RUTA GRAVEOLENS 30The most effective treatment for conjunctivitis is ruta graveolens when there is a persistent irritation in the eyes and a feeling that something has become stuck in the eyes. The eyes are red, hot, and painful.

EXTERNAL APPLICATION—Apply 3 drops of the eye cream Euphrasia four times per day.

PREVENTION–To prevent the spread of pink eye, practice good hygiene. For example:

Avoid putting your hands near your eyes.

· Wash your hands often.

Only utilize spotless washcloths and towels.

Don’t exchange washcloths or towels.

· Change your pillowcases often.

A swimming pool should not be used for swimming.

Discard any eye makeup, including mascara.

Never exchange cosmetics or other items used for your own eye care.

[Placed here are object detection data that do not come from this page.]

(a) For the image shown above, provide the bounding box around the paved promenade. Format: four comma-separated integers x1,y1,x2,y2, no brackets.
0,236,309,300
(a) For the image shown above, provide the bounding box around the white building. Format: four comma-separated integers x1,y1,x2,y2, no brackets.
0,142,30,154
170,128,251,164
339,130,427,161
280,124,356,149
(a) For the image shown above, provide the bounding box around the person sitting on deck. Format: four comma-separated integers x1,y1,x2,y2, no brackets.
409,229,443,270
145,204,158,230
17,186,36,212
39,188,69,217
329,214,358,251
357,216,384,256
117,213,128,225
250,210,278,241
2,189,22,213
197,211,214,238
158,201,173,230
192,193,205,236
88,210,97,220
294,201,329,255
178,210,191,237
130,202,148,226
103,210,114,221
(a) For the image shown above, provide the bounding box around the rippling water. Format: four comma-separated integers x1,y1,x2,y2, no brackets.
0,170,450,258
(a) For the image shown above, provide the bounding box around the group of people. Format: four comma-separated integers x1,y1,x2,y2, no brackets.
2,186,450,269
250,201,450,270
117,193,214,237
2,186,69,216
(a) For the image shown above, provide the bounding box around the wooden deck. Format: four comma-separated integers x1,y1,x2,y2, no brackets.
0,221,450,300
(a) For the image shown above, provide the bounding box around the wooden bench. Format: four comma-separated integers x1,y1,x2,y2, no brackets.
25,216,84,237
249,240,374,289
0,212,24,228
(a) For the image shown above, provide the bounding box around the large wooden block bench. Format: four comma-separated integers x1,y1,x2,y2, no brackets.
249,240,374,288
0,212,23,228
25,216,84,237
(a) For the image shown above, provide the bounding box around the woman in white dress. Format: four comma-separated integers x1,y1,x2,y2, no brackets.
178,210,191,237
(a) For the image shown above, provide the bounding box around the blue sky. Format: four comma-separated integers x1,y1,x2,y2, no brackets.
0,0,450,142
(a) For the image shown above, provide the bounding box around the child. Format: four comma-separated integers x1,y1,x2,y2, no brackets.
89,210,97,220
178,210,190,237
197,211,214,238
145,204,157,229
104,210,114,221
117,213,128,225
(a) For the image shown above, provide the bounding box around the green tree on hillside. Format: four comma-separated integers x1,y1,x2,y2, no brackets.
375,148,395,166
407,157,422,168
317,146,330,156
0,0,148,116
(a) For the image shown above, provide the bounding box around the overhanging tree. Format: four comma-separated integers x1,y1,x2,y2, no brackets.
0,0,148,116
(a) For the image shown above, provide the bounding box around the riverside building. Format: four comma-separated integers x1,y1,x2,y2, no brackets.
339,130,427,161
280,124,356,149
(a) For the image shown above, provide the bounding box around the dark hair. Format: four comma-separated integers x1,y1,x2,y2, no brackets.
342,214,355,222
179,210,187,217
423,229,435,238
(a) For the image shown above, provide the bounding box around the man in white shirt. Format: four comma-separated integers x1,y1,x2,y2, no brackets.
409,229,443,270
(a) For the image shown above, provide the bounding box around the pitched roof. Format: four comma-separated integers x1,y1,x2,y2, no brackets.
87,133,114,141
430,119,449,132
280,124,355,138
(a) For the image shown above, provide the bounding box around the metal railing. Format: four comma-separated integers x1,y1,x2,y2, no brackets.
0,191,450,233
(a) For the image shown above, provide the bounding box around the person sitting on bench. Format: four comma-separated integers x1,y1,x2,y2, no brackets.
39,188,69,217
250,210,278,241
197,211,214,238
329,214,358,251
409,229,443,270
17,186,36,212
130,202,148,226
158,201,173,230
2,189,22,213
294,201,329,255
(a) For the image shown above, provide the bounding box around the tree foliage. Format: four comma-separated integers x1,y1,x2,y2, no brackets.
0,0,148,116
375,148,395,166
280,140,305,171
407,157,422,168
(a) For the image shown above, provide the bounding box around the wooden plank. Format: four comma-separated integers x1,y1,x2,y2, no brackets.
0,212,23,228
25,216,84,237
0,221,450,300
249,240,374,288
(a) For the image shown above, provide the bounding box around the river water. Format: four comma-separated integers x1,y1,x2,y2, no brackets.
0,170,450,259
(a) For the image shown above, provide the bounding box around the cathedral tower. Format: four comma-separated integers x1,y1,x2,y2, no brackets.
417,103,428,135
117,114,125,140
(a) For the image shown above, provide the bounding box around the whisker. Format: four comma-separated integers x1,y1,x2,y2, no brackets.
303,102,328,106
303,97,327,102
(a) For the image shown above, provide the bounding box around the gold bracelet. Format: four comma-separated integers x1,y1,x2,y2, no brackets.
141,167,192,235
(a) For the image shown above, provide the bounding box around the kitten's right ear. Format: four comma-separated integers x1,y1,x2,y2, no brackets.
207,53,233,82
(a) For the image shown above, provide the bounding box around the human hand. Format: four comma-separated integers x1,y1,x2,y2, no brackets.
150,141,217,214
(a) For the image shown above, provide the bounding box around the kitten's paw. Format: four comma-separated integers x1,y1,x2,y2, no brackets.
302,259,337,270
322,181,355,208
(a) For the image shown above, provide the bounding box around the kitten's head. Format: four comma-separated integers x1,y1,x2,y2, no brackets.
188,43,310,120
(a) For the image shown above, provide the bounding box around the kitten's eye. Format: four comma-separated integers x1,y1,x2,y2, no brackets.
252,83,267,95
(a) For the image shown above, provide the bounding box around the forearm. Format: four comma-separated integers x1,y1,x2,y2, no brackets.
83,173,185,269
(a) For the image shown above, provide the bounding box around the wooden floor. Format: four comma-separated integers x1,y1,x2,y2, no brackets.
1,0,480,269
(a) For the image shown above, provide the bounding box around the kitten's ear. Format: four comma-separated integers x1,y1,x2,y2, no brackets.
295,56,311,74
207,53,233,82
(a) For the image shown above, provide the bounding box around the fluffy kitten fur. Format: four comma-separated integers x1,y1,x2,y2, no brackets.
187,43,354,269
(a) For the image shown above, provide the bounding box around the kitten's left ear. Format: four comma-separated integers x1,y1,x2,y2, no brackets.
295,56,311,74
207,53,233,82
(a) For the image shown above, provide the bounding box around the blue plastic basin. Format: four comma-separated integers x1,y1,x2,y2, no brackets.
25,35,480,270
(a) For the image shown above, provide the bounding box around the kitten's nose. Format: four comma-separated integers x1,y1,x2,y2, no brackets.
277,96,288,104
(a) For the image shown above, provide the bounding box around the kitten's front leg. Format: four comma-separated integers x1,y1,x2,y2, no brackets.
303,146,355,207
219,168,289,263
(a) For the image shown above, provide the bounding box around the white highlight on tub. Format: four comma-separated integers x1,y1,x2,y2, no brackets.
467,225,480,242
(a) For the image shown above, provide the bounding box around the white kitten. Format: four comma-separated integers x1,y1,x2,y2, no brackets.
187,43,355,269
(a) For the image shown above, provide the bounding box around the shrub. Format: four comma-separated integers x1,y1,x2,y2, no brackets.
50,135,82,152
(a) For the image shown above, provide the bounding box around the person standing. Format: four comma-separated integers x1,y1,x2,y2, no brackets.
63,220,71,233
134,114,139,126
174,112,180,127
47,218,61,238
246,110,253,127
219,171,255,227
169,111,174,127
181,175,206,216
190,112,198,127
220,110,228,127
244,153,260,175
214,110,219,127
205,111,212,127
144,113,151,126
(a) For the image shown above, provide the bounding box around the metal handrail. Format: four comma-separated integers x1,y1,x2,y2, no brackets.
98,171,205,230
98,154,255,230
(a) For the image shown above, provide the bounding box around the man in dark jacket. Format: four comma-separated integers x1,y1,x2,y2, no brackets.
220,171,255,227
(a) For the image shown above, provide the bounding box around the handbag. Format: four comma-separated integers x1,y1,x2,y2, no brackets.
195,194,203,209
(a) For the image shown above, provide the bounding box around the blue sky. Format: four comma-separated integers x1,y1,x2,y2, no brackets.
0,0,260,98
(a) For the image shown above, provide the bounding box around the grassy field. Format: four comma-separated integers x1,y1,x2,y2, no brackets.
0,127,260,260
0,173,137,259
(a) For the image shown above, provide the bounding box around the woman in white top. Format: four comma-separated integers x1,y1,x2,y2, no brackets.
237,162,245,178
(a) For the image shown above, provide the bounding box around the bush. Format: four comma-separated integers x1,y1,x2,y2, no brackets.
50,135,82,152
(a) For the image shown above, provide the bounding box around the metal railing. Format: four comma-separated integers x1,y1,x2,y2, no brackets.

Follow the directions for taking any antibiotics completely.

Children may return to school once the redness and discharge in their eyes subside, which usually takes three to seven days for pink eye symptoms to go away and up to a week for viral conjunctivitis in children.

The majority of schools and child care facilities require that your child wait at least 24 hours after starting treatment before returning to school or child care. Check with your doctor if you have any questions about when your child can return to school or child care. If your child has bacterial conjunctivitis, keep him or her away from school until after treatment is started.

Give Belladonna 30 twice daily for a week to prevent conjunctivitis. **Homoeopathy** Belladonna is an effective homoeopathic conjunctivitis preventative.